The inventory team can then plug marketing plans into tagged products to reflect a 30% sales boost in the inventory plan and facilitate appropriate reordering. And they can prevent stockouts by assessing whether the expected sales increase would result in product shortages and adjusting the plan accordingly.
By following this method, marketing can review all products considered for the campaign, and the inventory team can provide marketing with a list of products available or unavailable for promotion. Inventory, on the other hand, can include the products in the campaign later by increasing the next order.
If you plan to run a holiday campaign aimed at increasing sales by 70%, for example, you can use the Forecast page to determine if you have sufficient stock to meet that increased demand.
Bonus: Amazon Inventory-Minded Marketing Planner Template
If you’re not ready to use SoStocked, no problem.
Consider downloading our Amazon Inventory-Minded Marketing Planner Template to facilitate smoother coordination and communication among your teams.
This template contains:
- An Amazon inventory checklist, which outlines areas for team coordination that can help you better manage your day-to-day operations.

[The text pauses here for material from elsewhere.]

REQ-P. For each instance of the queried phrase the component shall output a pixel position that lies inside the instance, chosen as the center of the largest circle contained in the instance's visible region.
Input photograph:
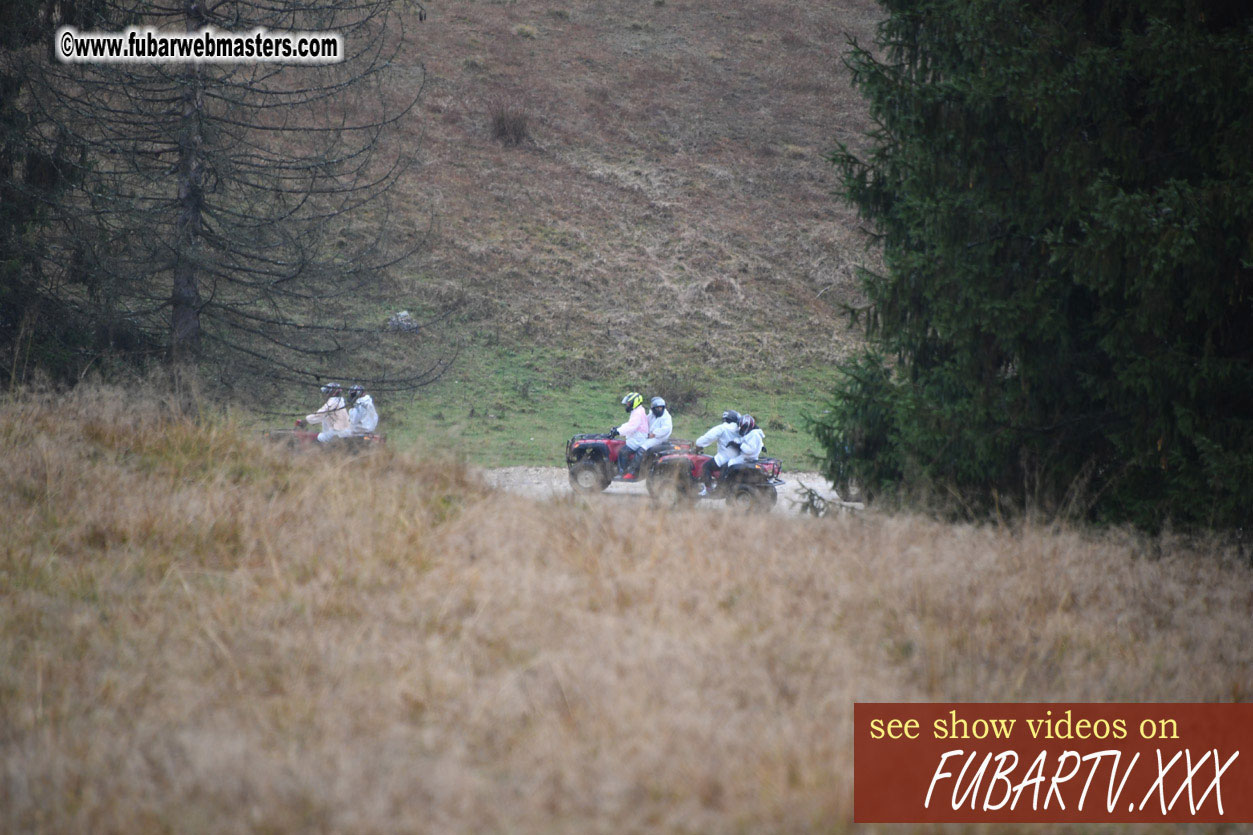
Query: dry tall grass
(199, 632)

- An Amazon marketing planner spreadsheet, which allows your marketing and inventory teams to seamlessly communicate.
Your marketing team inputs sales and marketing data into the spreadsheet, and then your inventory team moves that data to your inventory planning software. With that information, they can accurately verify whether your current inventory levels can support proposed marketing plans.
Teamwork Makes the Dream Work
The foundation of inventory-minded marketing is communication and collaboration.
Marketing must inform the inventory team of their plans before executing them. And inventory teams must effectively stock products, identify potential issues, and offer proactive, data-backed support.
By coordinating effectively, teams can proceed with confidence, avoiding cash or inventory shortages — and boosting business growth in the process. With an inventory-minded marketing strategy, scaling your business can be a breeze.